The monastery also publishes a bi-lingual monastic journal called “The Burning Bush”. It is more than just a newsletter. It is a monastic journal that publishes religious and monastic articles written by the members of the community. It was started as a teaching tool, as well as a link between the monastic community and the community of the faithful, and educational and informational magazine. The goal was, and still is that each issue would include articles relating to topics of general interest. The mailing list for those who receive the journal regularly is over 2700 people, all over the US, Canada, & Europe.
In the Romanian traditions the monastic settings have always been the centers for education. The first books were printed in the monasteries and through the monasteries were spread to the people. In keeping with this tradition, and desiring to provide a means of spreading the teachings of the Church to Orthodox America, the HDM Press Publishing Co was founded in 1994 and received with enthusiasm. To this date, four books have been published, and have been very well received. There are more scheduled to be printed in the months to come.
Every monastery has its own cemetery, and the Rives Junction one is no exception. A two acre area was allotted to be used as a burial place for Orthodox Christians. There are many people today who rest in the beauty and tranquility of the cemetery. The graves are attended daily by one of the community members with incense, candles, flowers, and peace.
The steady growth of the monastery and the increasing interest in its well-being exhibited not only by Romanian Orthodox but by all ethnicities of the faith led the nuns to embark on a development plan. The primary goal of this design and construction effort was to add the necessary spaces to accomodate the physical growth of the monastery. The secondary goal was the unification of the physical aspects of the existing buildings and landscape, to create a place that reflects our beliefs as a monastic community, which is continuous prayer; in other words, continuous communication with God.

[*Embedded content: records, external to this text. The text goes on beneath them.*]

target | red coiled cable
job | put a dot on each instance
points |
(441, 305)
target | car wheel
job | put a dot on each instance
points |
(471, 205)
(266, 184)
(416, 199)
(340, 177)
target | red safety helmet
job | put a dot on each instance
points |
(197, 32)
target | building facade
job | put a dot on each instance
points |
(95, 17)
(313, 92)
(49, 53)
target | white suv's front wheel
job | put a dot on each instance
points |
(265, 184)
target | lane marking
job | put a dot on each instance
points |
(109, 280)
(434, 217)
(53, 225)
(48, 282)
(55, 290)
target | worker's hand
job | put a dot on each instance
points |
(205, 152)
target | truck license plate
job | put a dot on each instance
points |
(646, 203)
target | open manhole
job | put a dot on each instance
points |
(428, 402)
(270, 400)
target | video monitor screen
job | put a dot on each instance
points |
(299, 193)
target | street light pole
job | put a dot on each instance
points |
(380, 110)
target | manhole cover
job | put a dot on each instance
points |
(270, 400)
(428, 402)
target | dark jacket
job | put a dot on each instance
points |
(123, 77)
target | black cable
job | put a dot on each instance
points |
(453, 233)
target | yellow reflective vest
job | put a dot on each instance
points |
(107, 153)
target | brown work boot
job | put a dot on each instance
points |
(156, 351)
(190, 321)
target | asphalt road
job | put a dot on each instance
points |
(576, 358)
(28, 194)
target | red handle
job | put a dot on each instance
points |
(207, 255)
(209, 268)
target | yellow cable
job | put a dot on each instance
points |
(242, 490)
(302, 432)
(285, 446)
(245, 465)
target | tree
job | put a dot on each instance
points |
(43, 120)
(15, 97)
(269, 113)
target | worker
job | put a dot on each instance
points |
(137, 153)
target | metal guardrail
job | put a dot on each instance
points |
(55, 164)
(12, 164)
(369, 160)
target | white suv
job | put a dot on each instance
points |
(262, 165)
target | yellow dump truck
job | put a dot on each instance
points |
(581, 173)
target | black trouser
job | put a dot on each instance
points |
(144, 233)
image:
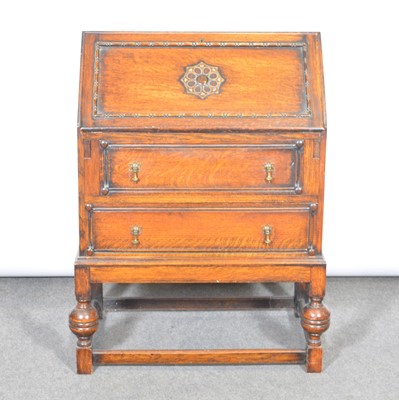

Expansion began in 1995 with the construction of the new Trapeza (dining room and kitchen). Expansion of the St Nicholas house was finished in the early spring of 1999. Completion of the new guest house took place in November 2001. The addition to the cloister (the nuns’ quarters) was completed in the spring of 2005. It also houses the library, work rooms, and office space. It will provide space for the gift shop, receiving room and a more formal entrance into the monastery. The construction of the Gate House and Bell Tower were started in Summer of 2005. The Bell Tower has been completed and the Gate House will be finished in the Spring of 2007. The Gate House will host the gift shop and the monastery’s museum, and will also serve as a place of reception for visitors. Finally, the plan is that the new church will be built in the center of this courtyard, in a traditional Byzantine style. Construction of the new church began in May 2010.
The core principles that guide, unite, and sustain the monastery are nonetheless principles that find their source not in the innovations of the American Orthodox but in the traditions of the ancient Church and her fathers and mothers. There remains always a continuity to the past. The monastery is a place of living tradition. Perhaps this is some of its appeal to those who visit, who then find themselves transported back in time to the ancient Church or perhaps simply, to simpler times in general.
But more important and more durable than the materials from which it is built, this monastery is and will always remain a holy place, a place for Orthodox Christians, a place with stable foundations, which time with its continuous changes will not be able to destroy because it was born out of the depths of Faith. The foundation of this monastery represents the unity of Orthodoxy and Faith and its continuity in this land. It is our hope and prayer that this holy place will grow, reaching the heights of all spiritual understanding.